We gaan op zoek naar een restaurantje maar in tegenstelling tot bij ons waar we kunnen spreken van ‘l’embarras du choix’,  bevindt zich in dit dorp slechts 1 restaurantje ‘Café de Sé’, waar we enkel een broodje kunnen eten. Binnen is het frisser dan buiten en het is echt wel gezellig ingericht in Moorse stijl. Mozaïektegeltjes aan de muur en mooie Arabische lampjes. Na de lunch besluiten we nog een dessertje te nemen want hier verkopen ze de ‘tarte tres delicias do Algarve’, een specialiteit uit deze streek. De typische smaken uit de regio samengevoegd in een goddelijk taartje. Er worden regionale producten, zoals vijgen, johannesbrood en amandelen gebruik. De taart is machtig, maar zeker een aanrader. 
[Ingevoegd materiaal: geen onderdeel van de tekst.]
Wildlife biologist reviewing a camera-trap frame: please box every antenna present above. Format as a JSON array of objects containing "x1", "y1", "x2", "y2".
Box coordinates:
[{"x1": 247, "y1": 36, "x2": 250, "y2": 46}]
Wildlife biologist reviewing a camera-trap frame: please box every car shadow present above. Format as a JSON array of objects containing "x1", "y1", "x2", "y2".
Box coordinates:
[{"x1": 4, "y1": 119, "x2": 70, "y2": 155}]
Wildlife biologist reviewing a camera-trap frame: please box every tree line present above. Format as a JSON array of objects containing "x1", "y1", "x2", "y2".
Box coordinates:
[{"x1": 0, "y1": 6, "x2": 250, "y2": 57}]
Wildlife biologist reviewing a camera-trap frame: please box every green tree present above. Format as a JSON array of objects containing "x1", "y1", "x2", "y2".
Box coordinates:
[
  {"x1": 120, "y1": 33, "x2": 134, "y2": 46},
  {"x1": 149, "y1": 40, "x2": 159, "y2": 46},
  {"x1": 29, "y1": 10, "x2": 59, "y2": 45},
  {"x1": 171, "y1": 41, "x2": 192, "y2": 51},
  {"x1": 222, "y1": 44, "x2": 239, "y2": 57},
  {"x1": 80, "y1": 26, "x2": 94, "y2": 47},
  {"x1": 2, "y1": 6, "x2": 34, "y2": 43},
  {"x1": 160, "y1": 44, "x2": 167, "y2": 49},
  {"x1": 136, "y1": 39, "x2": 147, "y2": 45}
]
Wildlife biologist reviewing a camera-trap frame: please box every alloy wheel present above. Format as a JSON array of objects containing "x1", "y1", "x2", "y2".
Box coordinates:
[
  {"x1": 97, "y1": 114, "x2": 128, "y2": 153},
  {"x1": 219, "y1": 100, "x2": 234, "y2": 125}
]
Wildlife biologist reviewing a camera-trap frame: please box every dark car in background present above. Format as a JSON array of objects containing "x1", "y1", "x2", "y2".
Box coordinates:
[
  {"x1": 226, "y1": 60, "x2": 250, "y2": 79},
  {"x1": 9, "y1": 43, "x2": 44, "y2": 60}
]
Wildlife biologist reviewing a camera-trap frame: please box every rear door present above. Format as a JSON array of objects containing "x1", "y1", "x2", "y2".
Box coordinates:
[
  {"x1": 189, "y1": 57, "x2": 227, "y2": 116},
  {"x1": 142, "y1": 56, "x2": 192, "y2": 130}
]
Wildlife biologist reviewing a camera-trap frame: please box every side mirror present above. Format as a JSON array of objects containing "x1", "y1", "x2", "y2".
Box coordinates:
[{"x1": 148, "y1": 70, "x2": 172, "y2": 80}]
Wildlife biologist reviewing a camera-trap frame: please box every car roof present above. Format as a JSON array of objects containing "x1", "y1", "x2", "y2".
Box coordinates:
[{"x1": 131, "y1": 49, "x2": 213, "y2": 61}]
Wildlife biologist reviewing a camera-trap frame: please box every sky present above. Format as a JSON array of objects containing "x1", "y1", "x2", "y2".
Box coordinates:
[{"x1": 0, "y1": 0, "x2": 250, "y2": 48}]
Met ons buikje gevuld, gaan we de stad verkennen. We starten bij het fort dat er aan de buitenkant nog redelijk intact uitziet. Vanbinnen is er echter weinig meer van over. Toch is de binnenplaats van het kasteel heel mooi in tegenstelling tot de andere forten die we hebben bezocht. Er zijn bloeiende rozenstruiken, citroenbomen.en een modern paviljoen met terras waar je iets kan drinken.
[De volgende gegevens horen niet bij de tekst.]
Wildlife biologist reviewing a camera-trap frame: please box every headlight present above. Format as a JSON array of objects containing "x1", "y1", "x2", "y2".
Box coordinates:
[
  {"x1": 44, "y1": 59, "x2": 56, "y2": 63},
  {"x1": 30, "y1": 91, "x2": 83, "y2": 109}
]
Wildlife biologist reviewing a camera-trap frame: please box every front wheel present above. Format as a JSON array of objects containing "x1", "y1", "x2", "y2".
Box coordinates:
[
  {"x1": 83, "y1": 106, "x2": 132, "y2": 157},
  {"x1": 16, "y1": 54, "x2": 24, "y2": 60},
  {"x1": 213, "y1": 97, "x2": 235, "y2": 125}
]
Van het fort naar de grote kathedraal is een kleine stap. Deze keer geen donkere, sombere, deprimerende kerk maar wel eentje met een prachtige lichtinval en bovendien is het er lekker fris. We zetten ons even op een kerkstoel en genieten van de prachtige muziek die door de ruimte galmt. In heel Portugal is het onmogelijk om in een kerk een echte fysieke kaars aan te steken. Overal zijn het van die elektrische kaarsen maar ik heb het systeem niet echt goed begrepen denk ik. Er branden er 4 wanneer ik mijn centjes in de gleuf steek maar ook al betaal ik voor 2 kaarsjes, er gaan er geen 2 extra branden en ik voel me een beetje bekocht. Verder is er in het dorp niet echt veel meer te beleven en we hebben nog wat energie over dus rijden we naar Albufeira, het Benidorm van Portugal!  Naast de prachtige stranden heeft deze stad een breed aanbod aan vermaak. Wat een toeristisch circus zeg! Zeker als je uit het authentieke, stille binnenland komt gereden. We dwalen wat door de straatjes vol met souvenir winkels, restaurantjes en bars. Gezellig voor even maar ‘not our cup of tea’ om te logeren. 
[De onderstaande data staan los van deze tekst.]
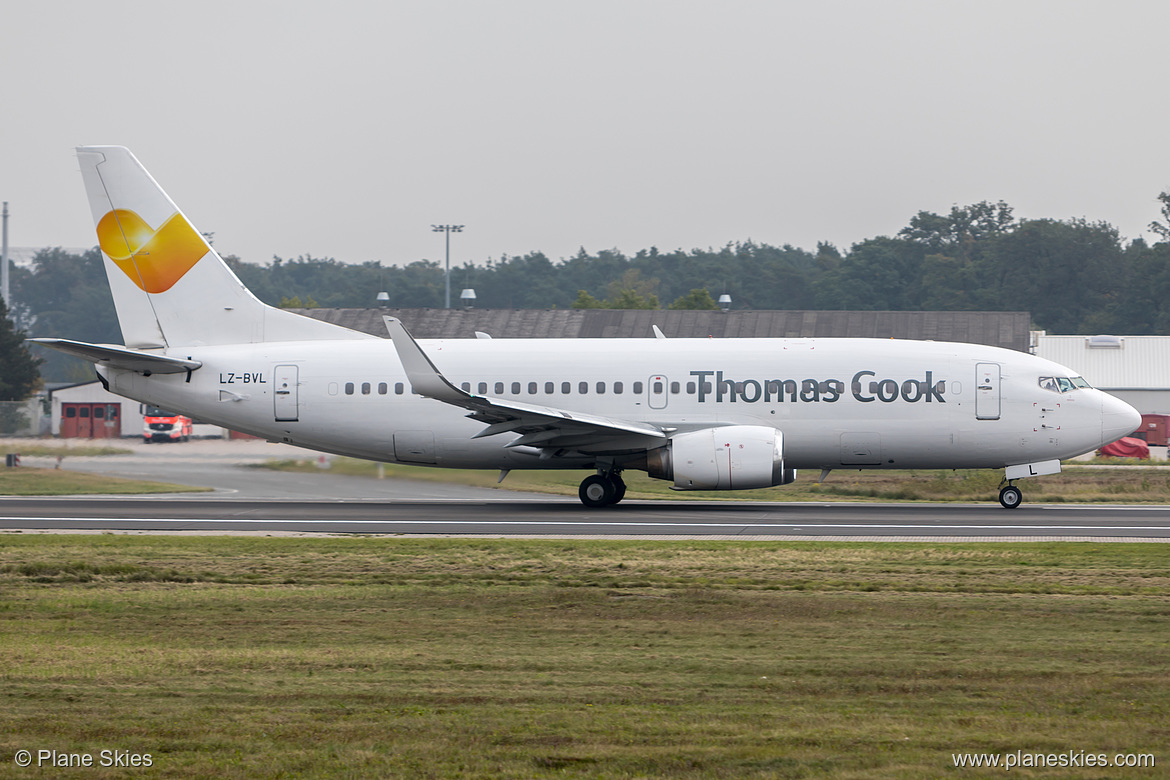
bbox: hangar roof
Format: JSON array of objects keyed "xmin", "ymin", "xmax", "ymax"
[
  {"xmin": 293, "ymin": 309, "xmax": 1031, "ymax": 352},
  {"xmin": 1035, "ymin": 333, "xmax": 1170, "ymax": 389}
]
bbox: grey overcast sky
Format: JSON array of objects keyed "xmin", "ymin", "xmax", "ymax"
[{"xmin": 0, "ymin": 0, "xmax": 1170, "ymax": 264}]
Terug in Quarteira gaan we ons wat opfrissen alvorens te gaan eten. Na al die vis snak ik naar kip en dan komt mijn lievelingsgerecht ‘chicken tikka massala’ natuurlijk als eerste bij me op. En wat blijkt nu, net naast het hotel bevindt zich een Indisch restaurantje. Gelukkig is papa niet moeilijk en wil hij dat ook wel eens proberen. Heerlijk buiten eten terwijl de zon net ondergaat in de zee.